テラーノベル
アプリでサクサク楽しめる
昼過ぎ、二人とも画面から目を離したのは、ほぼ同時だった。
集中が切れたというより、自然に区切りが来た感じ。
「……外、出る?」
真白が言う。
「散歩?」
「うん。五分でも」
アレクシスは一瞬考えて、頷いた。
「じゃあ、上着だけ」
コートを羽織り、鍵を持つ。
目的はない。
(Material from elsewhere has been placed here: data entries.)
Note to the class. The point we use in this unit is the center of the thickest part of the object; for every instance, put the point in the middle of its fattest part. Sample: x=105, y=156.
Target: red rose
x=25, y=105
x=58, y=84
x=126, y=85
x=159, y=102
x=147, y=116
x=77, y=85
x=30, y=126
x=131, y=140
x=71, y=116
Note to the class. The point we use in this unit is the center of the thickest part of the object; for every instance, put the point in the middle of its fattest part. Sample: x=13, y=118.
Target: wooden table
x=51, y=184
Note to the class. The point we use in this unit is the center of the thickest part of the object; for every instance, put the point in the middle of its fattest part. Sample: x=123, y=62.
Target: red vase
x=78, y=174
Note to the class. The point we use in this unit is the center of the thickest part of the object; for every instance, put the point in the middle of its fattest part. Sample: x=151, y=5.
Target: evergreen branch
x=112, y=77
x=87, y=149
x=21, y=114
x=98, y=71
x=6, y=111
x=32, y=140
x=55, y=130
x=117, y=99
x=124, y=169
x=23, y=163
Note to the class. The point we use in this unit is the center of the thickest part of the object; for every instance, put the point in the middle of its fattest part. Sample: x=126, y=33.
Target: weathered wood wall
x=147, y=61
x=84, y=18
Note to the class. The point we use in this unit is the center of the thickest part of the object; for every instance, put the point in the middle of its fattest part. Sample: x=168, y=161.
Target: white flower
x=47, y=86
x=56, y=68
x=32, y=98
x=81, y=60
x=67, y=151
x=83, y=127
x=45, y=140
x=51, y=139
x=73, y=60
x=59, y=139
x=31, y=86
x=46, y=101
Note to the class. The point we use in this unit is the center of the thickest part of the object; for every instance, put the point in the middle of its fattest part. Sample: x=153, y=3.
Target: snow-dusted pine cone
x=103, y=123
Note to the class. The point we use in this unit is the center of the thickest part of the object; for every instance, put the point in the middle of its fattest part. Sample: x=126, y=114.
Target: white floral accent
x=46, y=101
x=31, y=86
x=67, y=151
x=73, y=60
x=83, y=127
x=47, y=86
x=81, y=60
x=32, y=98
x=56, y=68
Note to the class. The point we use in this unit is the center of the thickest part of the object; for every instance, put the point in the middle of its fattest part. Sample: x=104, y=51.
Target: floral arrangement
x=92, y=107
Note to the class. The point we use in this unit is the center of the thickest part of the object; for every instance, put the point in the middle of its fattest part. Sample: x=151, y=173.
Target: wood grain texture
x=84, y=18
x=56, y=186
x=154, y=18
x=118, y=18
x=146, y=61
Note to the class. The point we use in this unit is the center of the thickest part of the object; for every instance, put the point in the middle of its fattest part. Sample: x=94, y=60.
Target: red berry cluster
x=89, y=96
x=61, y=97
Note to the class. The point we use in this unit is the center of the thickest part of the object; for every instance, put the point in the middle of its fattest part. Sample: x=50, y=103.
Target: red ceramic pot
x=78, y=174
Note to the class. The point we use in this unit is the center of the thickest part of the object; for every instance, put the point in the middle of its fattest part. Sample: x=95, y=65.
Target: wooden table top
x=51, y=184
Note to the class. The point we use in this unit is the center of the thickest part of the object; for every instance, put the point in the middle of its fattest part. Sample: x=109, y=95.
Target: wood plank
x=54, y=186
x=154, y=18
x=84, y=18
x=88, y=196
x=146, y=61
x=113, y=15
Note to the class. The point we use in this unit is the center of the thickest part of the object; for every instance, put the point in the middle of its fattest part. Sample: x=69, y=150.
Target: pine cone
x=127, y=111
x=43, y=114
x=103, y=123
ただ外に出るだけ。
玄関を出ると、冷たい空気が頬に触れた。
「寒い」
「思ったよりな」
「でも、気持ちいい」
歩き出すと、住宅街は静かだった。
正月が終わったあとの、少し間の抜けた感じ。
「仕事、どう?」
「始まったって感じ」
「俺は、まだ助走」
「真白らしい」
「否定しないよ」
角を曲がり、コンビニの前を通る。
自動ドアの音がして、誰かが出てくる。
「寄る?」
「寄る」
理由はないけど、自然だった。
店内は暖かく、二人とも一瞬だけ肩の力が抜ける。
飲み物売り場で立ち止まる。
「これ、新しい」
「甘い?」
「多分」
「仕事中向きじゃないな」
「じゃあ帰ってから」
結局、ホットの飲み物を一つずつ。
外に出て、蓋を開ける。
「……湯気すごい」
「冬だな」
少し歩いて、公園のベンチに座る。
誰もいない。
「こんな時間に外出るの、変な感じ」
「でも、嫌じゃない」
「うん」
真白は飲み物を一口飲んで、息をつく。
「戻ったら、また仕事だね」
「現実」
「でも、さっきよりはマシ」
アレクシスは頷く。
「切り替えできた」
しばらく黙って、空を見る。
雲がゆっくり流れていく。
「そろそろ戻る?」
「うん」
立ち上がり、また並んで歩く。
家が近づくと、不思議と気持ちも戻ってくる。
鍵を開ける前、真白が小さく言った。
「付き合ってくれて、ありがと」
「外出は、共同作業だ」
「何それ」
「気分転換の」
真白は笑い、ドアが閉まる。
仕事の続きは待っている。
でも、少しだけ軽くなっていた。
コメント
0件
👏 最初のコメントを書いて作者に喜んでもらおう!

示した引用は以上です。